The advent of Deep Learning and the availability of large scale datasets has accelerated research on Natural Language Generation with a focus on newer tasks and better models. With such rapid progress, it is vital to assess the extent of scientific progress made and identify the areas/components that need improvement. To accomplish this in an automatic and reliable manner, the NLP community has actively pursued the development of automatic evaluation metrics. Especially in the last few years, there has been an increasing focus on evaluation metrics, with several criticisms of existing metrics and proposals for several new metrics.

This tutorial presents the evolution of automatic evaluation metrics to their current state along with the emerging trends in this field by specifically addressing the following questions:

  • What makes NLG evaluation challenging?
  • Why do we need automatic evaluation metrics?
  • What are the existing automatic evaluation metrics and how can they be organised in a coherent taxonomy?
  • What are the criticisms and shortcomings of existing metrics?
  • What are the possible future directions of research?

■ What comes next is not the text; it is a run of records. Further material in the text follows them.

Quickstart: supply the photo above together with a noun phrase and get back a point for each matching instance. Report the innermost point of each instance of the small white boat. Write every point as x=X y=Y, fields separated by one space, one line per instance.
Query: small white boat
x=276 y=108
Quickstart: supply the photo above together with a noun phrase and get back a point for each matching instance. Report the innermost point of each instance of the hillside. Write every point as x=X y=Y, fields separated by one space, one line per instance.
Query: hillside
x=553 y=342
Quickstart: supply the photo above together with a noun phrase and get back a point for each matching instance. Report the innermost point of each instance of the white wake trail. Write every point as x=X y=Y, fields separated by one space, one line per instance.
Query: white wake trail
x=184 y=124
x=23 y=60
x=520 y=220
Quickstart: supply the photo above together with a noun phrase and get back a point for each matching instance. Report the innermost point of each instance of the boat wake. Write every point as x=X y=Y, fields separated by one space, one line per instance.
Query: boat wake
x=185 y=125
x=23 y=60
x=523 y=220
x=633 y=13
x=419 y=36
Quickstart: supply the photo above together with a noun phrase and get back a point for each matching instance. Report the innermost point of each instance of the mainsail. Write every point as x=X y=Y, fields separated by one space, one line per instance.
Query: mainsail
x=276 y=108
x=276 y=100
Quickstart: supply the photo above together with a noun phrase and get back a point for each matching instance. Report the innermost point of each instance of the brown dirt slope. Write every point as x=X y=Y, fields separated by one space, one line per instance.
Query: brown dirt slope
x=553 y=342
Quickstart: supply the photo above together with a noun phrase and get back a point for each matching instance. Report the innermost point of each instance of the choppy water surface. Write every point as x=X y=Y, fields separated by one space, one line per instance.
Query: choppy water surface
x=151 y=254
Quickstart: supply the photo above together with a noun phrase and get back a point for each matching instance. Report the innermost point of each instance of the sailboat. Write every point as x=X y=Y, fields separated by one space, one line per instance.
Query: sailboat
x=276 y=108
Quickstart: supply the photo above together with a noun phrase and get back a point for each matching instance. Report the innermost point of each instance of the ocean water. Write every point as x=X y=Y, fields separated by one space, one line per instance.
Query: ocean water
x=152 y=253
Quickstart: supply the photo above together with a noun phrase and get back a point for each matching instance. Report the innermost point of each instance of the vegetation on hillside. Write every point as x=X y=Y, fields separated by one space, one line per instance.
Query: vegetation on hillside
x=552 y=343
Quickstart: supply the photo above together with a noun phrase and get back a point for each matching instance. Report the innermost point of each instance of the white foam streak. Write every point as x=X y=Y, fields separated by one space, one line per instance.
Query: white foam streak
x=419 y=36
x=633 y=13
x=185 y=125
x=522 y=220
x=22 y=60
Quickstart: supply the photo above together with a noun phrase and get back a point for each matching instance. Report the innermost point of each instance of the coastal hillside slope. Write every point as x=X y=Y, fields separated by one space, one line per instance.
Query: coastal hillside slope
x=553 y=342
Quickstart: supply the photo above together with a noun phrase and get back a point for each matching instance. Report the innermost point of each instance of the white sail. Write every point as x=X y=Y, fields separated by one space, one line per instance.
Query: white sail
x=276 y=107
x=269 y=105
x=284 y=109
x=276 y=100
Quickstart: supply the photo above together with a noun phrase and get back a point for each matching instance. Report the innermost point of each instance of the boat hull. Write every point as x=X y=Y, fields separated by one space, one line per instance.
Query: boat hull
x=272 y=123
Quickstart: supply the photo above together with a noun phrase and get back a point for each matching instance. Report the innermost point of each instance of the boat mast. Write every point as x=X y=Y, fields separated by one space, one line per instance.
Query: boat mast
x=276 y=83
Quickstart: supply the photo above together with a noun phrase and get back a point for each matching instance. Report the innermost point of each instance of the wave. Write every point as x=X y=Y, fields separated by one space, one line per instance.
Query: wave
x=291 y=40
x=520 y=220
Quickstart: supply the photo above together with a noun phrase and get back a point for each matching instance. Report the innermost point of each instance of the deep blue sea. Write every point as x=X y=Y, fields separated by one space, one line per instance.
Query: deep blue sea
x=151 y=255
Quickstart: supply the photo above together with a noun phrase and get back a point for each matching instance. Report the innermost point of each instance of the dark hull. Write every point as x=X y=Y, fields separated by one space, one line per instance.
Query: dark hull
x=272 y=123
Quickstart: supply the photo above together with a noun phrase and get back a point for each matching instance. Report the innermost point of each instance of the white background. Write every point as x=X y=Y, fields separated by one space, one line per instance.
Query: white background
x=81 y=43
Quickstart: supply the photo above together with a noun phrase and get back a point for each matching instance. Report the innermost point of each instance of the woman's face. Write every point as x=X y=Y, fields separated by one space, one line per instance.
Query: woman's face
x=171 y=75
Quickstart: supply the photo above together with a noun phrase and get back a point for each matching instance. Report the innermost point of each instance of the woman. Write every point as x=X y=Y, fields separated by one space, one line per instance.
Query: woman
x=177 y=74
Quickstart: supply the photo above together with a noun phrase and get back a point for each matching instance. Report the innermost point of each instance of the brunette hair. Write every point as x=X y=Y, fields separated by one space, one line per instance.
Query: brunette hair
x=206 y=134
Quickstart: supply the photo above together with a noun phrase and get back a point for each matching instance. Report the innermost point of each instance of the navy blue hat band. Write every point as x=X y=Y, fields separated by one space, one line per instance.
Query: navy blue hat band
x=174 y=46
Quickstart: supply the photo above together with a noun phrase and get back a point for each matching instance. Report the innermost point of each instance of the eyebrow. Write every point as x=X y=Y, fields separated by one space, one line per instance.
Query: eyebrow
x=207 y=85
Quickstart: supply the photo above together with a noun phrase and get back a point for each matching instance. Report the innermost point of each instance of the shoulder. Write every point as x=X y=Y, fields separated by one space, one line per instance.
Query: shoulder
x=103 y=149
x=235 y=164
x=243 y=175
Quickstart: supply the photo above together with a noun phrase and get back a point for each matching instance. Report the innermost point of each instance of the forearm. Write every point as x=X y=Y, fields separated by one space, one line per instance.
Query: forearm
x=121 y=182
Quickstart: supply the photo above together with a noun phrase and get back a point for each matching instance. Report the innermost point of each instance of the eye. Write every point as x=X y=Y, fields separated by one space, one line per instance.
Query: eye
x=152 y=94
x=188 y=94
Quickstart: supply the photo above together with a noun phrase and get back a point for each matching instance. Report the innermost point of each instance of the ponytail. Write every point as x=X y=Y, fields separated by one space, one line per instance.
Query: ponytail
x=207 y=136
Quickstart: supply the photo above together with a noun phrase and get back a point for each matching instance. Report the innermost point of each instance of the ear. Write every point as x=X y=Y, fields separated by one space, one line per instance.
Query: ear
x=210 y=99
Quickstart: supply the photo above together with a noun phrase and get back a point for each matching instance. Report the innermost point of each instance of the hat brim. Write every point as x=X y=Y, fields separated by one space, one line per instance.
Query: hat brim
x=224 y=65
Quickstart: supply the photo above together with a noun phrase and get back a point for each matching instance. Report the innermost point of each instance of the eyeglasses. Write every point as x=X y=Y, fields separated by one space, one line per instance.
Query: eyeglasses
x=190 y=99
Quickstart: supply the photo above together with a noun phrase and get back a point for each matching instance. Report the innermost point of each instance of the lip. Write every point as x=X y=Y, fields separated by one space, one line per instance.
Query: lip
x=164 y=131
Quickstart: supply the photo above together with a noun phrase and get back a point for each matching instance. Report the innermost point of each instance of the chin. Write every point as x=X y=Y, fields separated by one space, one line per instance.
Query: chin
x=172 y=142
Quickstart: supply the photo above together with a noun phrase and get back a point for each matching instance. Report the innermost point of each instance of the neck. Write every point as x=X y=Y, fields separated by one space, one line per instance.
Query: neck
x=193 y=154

T5 (Morning, 8-12): Beyond Paragraphs: NLP for Long Sequences

Iz Beltagy, Arman Cohan, Hannaneh Hajishirzi and Matthew E. Peters Sewon Min

Pre-recorded video played during session w/Q&A

A significant subset of natural language data includes documents that span thousands of tokens. The ability to process such long sequences is critical for many NLP tasks including document classification, summarization, multi-hop, and open domain question answering, and document-level or multi-document relationship extraction and coreference resolution. Yet, scaling state-of-the-art models to long sequences is challenging as many models are designed for shorter sequences. One notable example is Transformer models that have quadratic computational cost in the sequence length, making them prohibitively expensive for long sequence tasks. This is reflected in many widely-used models such as RoBERTa and BERT where the sequence length is limited to only 512 tokens. In this tutorial, we will bring interested NLP researchers up to speed about the recent and ongoing techniques for document-level representation learning. Additionally, we will discuss new research opportunities to address existing challenges in this domain. We will first provide an overview of established long sequence NLP techniques, including hierarchical, graph-based, and retrieval-based methods. We will then focus on the recent long-sequence transformer methods, how they compare to each other, and how they can be applied to NLP tasks (see Tay et al. (2020) for a recent survey). We will also discuss various memory-saving methods that are key to processing long sequences. Throughout the tutorial, we will use classification, question answering, and information extraction as motivating tasks. We will also have a hands-on coding exercise focused on summarization.

T6 (Afternoon, 4-8): Crowdsourcing Natural Language Data at Scale: A Hands-On Tutorial

Alexey Drutsa, Dmitry Ustalov, Valentina Fedorova, Olga Megorskaya and Daria Baidakova


In this introductory tutorial, we present a portion of our six-year-long unique industry experience in efficient natural language data annotation via Crowdsourcing. We will make an introduction to data labeling via public crowdsourcing marketplaces, and will present the key components of efficient label collection that includes task design and decomposition, quality control, and annotator selection. This will be followed by a practical session, where participants address a real-world language resource production task, experiment with selecting settings for the labeling process, and launch their label collection project on one of the largest crowdsourcing marketplaces. The projects will be run on real crowds within the tutorial session. We will present useful mathematical foundations, quality control techniques and tricks, and provide the attendees with an opportunity to discuss their own annotation ideas.